Conceição Evaristo is a great exponent of contemporary Brazilian literature. She writes about race, gender and class discrimination, especially of black women.

== Works ==

=== Novels ===
- Ponciá Vicêncio (2003)
- Becos da Memória (2006)
- Canção para Ninar Menino Grande (2022)

=== Poetry ===
- Poemas da recordação e outros movimentos (2008)

=== Short stories ===
- Insubmissas lágrimas de mulheres (Nandyala, 2011)
- Olhos d'água (Pallas, 2014)
- Histórias de leves enganos e parecenças (Editora Malê, 2016)

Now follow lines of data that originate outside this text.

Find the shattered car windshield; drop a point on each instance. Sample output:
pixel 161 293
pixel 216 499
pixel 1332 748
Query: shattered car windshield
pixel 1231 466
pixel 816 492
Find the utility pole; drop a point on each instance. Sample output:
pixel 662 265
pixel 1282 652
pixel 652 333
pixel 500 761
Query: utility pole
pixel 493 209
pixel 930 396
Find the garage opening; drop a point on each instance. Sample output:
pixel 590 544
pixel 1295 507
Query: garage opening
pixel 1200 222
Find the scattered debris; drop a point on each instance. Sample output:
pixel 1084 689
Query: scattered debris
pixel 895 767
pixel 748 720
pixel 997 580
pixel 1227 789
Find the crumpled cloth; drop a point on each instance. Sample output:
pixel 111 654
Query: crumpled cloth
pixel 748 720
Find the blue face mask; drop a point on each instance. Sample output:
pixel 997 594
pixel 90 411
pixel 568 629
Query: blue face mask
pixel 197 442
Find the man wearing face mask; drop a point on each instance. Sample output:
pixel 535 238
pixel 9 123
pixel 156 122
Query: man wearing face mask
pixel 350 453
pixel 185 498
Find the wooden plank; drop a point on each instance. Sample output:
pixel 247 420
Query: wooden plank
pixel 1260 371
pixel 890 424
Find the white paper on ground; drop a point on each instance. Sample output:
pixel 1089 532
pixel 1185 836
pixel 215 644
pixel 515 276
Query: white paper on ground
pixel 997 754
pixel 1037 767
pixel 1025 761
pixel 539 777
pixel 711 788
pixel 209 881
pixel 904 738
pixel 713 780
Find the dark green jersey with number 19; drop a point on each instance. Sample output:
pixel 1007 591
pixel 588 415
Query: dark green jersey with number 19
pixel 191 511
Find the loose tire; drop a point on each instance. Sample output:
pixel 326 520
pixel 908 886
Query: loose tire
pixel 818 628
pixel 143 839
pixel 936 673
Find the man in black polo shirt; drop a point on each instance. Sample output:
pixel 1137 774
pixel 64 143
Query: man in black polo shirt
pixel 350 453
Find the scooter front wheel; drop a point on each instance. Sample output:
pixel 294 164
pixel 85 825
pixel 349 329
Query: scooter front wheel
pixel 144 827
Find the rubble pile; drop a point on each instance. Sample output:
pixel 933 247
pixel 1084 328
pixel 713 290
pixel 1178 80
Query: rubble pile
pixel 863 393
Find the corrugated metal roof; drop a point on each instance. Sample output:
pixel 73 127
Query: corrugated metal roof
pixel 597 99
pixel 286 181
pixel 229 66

=== Participation in anthologies ===
- Cadernos Negros (Quilombhoje, 1990)
- Contos Afros (Quilombhoje)
- Contos do mar sem fim (Editora Pallas)
- Questão de Pele (Língua Geral)
- Schwarze prosa (Germany, 1993)
- Moving beyond boundaries: international dimension of black women's writing (1995)
- Women righting – Afro-brazilian Women's Short Fiction (England, 2005)
- Finally Us: contemporary black brazilian women writers (1995)
- Callaloo, vols. 18 e 30 (1995, 2008)
- Fourteen female voices from Brazil (USA, 2002)
- Chimurenga People (South Africa, 2007)
- Brasil-África
- Je suis Rio (Anacaona, 2016)

== Awards ==
In 2019 - Prêmio Jabuti – Shortlisted for Best Short Story with Olhos D'água.

In 2025, Conceição was awarded Doutora Honoris Causa by the Universidade Federal de Minas Gerais.

In 2026, Conceição was awarded Doutora Honoris Causa by the Universidade Federal do Rio de Janeiro.